Despite awareness about the importance and value of supplements, the same health conscious mentality has not had such an impact on attitudes to food. Like in so much of the developed world, in Malaysia clothing stores are stocking more and more trousers with bigger waistbands. Twenty years ago 4.4% of Malaysians were considered obese; a decade later this was 14%, and today 18% of people can be classed as obese. E-Siong Tee, the resident of the Malaysia Nutrition Society, says the key to getting Malaysians to slim down is through education. “I believe the solution must be in educating the young people now, for example primary school children," he says.


Progress is being made in terms of attitudes to smoking. In a recent survey it was found that the prevalence of smokers over the age of 15 has reduced from 23.1% in 2011 to 22.8%, but the number of women who smoke has risen from 1% to 1.4% in the same time. However, one saving grace might be the smokeless tobacco product usage increasing sharply from 0.7% to 10.9% through e-cigarettes.

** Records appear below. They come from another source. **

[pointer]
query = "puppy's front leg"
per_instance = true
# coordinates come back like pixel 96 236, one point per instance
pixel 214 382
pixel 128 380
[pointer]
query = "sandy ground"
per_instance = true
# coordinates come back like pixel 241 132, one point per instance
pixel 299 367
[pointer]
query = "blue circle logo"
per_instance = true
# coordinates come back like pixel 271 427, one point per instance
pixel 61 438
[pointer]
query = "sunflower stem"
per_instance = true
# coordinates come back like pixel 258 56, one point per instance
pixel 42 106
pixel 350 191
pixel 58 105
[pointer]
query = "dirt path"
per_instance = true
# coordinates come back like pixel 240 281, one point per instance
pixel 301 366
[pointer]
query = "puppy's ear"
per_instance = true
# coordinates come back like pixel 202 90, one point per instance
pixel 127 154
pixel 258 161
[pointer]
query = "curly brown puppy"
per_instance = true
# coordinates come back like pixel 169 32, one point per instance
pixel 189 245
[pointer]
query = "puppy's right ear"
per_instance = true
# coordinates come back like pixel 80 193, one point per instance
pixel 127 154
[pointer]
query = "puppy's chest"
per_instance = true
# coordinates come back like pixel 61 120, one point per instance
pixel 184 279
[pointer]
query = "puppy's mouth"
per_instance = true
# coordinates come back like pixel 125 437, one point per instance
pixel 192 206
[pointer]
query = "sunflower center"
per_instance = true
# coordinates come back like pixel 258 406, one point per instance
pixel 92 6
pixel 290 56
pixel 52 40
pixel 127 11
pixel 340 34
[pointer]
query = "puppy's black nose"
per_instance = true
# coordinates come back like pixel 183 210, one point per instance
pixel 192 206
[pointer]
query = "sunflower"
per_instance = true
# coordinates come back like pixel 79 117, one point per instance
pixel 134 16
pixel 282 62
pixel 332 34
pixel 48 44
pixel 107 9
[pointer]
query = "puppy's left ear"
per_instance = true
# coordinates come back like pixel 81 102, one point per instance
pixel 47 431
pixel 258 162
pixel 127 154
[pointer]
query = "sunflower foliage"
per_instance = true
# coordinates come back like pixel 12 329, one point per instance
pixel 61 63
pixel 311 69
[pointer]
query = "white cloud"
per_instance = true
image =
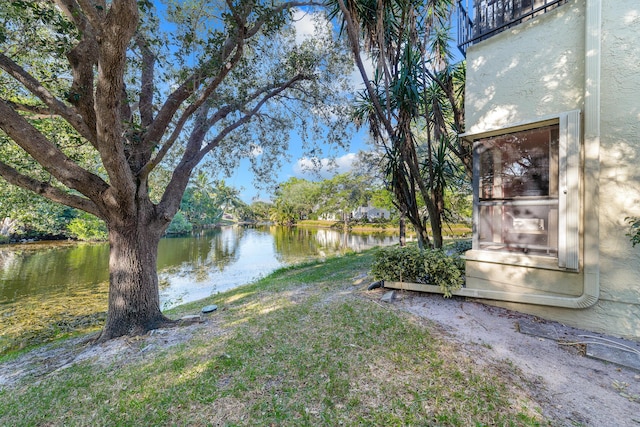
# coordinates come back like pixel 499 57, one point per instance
pixel 356 78
pixel 324 168
pixel 304 25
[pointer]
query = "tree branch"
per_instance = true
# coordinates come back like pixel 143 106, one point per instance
pixel 49 156
pixel 55 105
pixel 47 190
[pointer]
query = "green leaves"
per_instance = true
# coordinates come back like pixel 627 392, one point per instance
pixel 409 264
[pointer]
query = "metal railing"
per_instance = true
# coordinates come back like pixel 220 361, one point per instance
pixel 491 17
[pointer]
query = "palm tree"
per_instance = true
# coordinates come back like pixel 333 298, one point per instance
pixel 408 42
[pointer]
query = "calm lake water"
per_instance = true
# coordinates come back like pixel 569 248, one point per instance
pixel 189 268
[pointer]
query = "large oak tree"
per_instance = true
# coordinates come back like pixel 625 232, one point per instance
pixel 140 87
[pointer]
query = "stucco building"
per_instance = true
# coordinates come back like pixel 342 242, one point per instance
pixel 553 110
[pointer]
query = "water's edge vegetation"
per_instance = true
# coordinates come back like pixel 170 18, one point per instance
pixel 306 345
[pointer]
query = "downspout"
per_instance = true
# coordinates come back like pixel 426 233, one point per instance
pixel 591 189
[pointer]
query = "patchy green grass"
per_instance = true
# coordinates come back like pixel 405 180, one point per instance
pixel 305 346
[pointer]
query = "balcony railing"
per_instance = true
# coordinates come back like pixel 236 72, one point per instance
pixel 481 19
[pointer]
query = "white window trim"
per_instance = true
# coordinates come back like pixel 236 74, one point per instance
pixel 568 197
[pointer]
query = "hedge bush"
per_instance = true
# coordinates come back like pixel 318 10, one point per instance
pixel 409 264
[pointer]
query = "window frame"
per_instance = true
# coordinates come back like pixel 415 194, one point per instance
pixel 569 194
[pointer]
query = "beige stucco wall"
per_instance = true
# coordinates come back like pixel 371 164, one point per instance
pixel 538 69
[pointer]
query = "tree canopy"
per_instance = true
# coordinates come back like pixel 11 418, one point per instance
pixel 109 106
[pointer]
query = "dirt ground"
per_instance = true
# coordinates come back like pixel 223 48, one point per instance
pixel 571 388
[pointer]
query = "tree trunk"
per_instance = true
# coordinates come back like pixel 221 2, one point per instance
pixel 403 231
pixel 134 300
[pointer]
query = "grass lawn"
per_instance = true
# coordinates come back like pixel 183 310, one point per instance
pixel 305 346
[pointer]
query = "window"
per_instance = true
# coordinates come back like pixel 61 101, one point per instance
pixel 526 198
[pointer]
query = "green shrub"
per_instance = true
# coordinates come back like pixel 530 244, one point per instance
pixel 409 264
pixel 180 225
pixel 634 230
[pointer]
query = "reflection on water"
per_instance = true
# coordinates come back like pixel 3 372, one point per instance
pixel 189 268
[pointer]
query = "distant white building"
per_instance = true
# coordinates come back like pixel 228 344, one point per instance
pixel 370 212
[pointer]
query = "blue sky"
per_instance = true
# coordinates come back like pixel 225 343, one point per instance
pixel 242 178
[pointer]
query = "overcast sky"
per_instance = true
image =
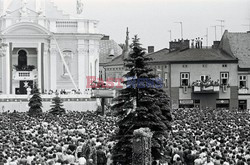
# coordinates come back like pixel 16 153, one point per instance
pixel 152 19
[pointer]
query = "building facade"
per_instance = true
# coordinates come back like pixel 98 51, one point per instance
pixel 43 45
pixel 201 78
pixel 238 44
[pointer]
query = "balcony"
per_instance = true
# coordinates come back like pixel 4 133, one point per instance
pixel 243 90
pixel 24 75
pixel 103 93
pixel 207 86
pixel 206 89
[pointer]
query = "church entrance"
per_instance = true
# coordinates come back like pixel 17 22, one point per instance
pixel 22 58
pixel 23 85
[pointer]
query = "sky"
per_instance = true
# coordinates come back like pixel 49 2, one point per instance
pixel 152 20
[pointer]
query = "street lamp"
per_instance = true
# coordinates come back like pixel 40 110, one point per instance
pixel 181 29
pixel 3 47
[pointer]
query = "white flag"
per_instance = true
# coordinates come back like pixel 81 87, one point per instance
pixel 79 6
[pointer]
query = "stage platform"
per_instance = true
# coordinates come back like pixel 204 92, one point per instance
pixel 72 102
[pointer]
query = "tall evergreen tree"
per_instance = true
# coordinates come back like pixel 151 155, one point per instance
pixel 57 106
pixel 35 103
pixel 151 108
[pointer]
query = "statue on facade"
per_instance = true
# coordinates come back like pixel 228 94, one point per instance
pixel 79 6
pixel 24 10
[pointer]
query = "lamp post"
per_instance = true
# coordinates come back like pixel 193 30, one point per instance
pixel 3 47
pixel 181 29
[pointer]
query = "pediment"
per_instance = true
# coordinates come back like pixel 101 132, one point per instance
pixel 26 28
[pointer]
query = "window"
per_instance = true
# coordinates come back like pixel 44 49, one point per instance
pixel 204 78
pixel 204 65
pixel 67 54
pixel 166 80
pixel 184 66
pixel 243 81
pixel 184 79
pixel 224 78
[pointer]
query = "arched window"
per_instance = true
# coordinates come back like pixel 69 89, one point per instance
pixel 96 65
pixel 22 58
pixel 67 54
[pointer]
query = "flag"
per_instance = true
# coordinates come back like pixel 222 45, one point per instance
pixel 79 6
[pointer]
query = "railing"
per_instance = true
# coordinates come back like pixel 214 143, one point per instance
pixel 243 90
pixel 25 75
pixel 67 26
pixel 206 89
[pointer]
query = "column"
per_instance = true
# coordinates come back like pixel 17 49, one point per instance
pixel 53 54
pixel 46 67
pixel 39 67
pixel 8 70
pixel 81 66
pixel 10 66
pixel 42 67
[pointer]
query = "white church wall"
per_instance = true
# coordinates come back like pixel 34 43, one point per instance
pixel 22 106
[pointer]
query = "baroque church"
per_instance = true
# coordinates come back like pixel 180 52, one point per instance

Malaysia's population is aging and although annual birth rates have been decreasing, its population is still increasing. By 2040, it is projected that Malaysia's proportion of population 65 years and above will rise to 11.4% of the total population. The government has traditionally held a deep-seated commitment to eradicate poverty and develop human capital, and has provided the means to achieve these aims. Nonetheless, there seems to be a shift toward the eventual corporatization of public-sector facilities, where market forces dictate the price, extent, and quality of the services offered. The ultimate aim would be for the government to play only a regulatory, monitoring, and facilitator role to safeguard the welfare of its citizens.

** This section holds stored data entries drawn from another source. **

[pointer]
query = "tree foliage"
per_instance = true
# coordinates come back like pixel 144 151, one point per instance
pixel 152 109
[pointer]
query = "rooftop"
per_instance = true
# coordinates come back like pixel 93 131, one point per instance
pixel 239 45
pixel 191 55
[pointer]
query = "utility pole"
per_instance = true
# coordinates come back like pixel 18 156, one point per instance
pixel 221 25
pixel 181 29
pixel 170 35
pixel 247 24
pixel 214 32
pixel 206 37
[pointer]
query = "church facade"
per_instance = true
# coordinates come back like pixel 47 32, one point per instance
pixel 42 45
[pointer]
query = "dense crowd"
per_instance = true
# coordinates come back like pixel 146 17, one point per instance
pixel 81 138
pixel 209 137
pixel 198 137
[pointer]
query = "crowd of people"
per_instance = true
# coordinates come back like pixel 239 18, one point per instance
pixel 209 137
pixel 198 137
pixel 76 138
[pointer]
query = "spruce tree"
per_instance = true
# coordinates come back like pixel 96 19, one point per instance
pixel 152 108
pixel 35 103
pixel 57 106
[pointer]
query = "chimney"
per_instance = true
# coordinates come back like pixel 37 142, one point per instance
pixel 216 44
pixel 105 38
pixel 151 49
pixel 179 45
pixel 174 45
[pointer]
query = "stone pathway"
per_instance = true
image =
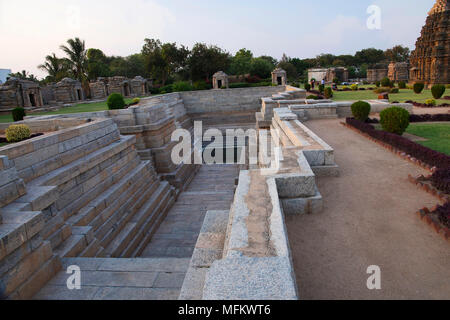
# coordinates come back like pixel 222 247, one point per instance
pixel 369 219
pixel 212 189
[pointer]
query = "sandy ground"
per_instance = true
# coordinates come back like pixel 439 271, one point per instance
pixel 369 219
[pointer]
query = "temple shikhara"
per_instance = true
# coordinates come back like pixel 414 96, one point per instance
pixel 430 59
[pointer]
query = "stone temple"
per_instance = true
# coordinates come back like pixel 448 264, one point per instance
pixel 430 60
pixel 102 191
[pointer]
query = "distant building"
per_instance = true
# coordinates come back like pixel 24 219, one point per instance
pixel 4 73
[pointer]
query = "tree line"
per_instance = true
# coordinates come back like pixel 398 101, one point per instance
pixel 169 62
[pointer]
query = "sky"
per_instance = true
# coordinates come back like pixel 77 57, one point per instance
pixel 30 29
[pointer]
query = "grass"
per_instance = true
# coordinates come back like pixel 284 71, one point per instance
pixel 437 134
pixel 404 95
pixel 79 108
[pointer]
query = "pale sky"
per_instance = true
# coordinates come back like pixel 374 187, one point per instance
pixel 30 30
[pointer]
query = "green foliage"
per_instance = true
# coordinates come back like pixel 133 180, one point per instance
pixel 115 101
pixel 18 114
pixel 17 133
pixel 361 110
pixel 182 86
pixel 418 87
pixel 402 85
pixel 438 91
pixel 394 120
pixel 385 82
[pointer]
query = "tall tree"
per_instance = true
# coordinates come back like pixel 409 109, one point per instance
pixel 77 58
pixel 398 54
pixel 55 67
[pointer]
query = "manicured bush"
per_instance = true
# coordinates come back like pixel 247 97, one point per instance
pixel 438 91
pixel 385 82
pixel 182 86
pixel 18 114
pixel 17 133
pixel 394 120
pixel 418 87
pixel 361 110
pixel 422 153
pixel 394 90
pixel 115 101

Malaysia is now home to six JCI-accredited hospitals, with aggressive plans for private facility expansion over the next five years, taking advantage of the strong position Malaysia holds and cementing its position as a medical tourism destination. Part of this is due to the stringent regulations and standards that have been set by the ministry over the years. All legislation has been benchmarked against the highest standards in the world. The most successful private sector operators have adopted this expectation of excellence with many holding accreditation from the Joint Commission International, the gold standard in global healthcare. It is therefore unsurprising that Malaysia was crowned the 'Medical Travel Destination of the Year' for the second year running at the International Medical Travel Journal's Medical Travel Awards in 2016. Malaysia is making its mark as the preferred medical travel destination of Southeast Asia.